Ein absehbares Freiwerden geeigneter Arbeitsplätze in diesem Sinn hat die belangte Behörde - ungeachtet des Berufungsvorbringens zur laufenden Aufnahme "neuer Gemeindebediensteter", das im Übrigen auch der Hinweis auf die beabsichtigte künftige Besorgung von Aufgaben der Parkraumüberwachung durch Gemeindebedienstete enthielt (dass diese Arbeitsplätze etwa nicht als Verweisungsarbeitsplatz für den Beschwerdeführer in Betracht kommen, ergibt sich aus den Bescheidfeststellungen nicht) - ungeprüft gelassen. Sie hat daher die Frage des Verweisungsaspektes unrichtig beurteilt und damit den angefochtenen Bescheid insoweit mit - prävalierender - Rechtswidrigkeit seines Inhaltes belastet, weshalb dieser gemäß § 42 Abs. 2 Z. 1 VwGG aufzuheben war.
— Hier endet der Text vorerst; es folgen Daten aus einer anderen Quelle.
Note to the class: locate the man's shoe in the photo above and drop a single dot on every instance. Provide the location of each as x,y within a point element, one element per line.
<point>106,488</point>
Bei diesem Ergebnis musste auf das weitere Beschwerdevorbringen im Einzelnen nicht eingegangen werden. Für das folgende Verfahren ist aber festzuhalten, dass die wiedergegebene Ansicht der belangten Behörde, der freie Dienstposten im Kanalbauamt erfordere "die volle gesundheitliche Eignung" und komme daher für den Beschwerdeführer nicht in Frage, jeder schlüssigen Begründung entbehrt.

Von der Durchführung der vom Beschwerdeführer beantragten mündlichen Verhandlung konnte aus dem Grunde des § 39 Abs. 2 Z. 6 VwGG Abstand genommen werden, weil die Schriftsätze der Parteien des verwaltungsgerichtlichen Verfahrens und die dem Verwaltungsgerichtshof vorgelegten Akten des Verwaltungsverfahrens erkennen ließen, dass die mündliche Erörterung eine weitere Klärung der Rechtssache nicht erwarten lässt. Art. 6 Abs. 1 EMRK steht dem nicht entgegen, weil dem Standpunkt des Beschwerdeführers ohnehin Rechnung getragen wurde und der belangten Behörde auch keine für den Beschwerdeführer nachteiligen Aussagen überbunden wurden.

Die Kostenentscheidung gründet sich auf die §§ 47 ff VwGG iVm der VwGH-Aufwandersatzverordnung 2008, BGBl. II Nr. 455.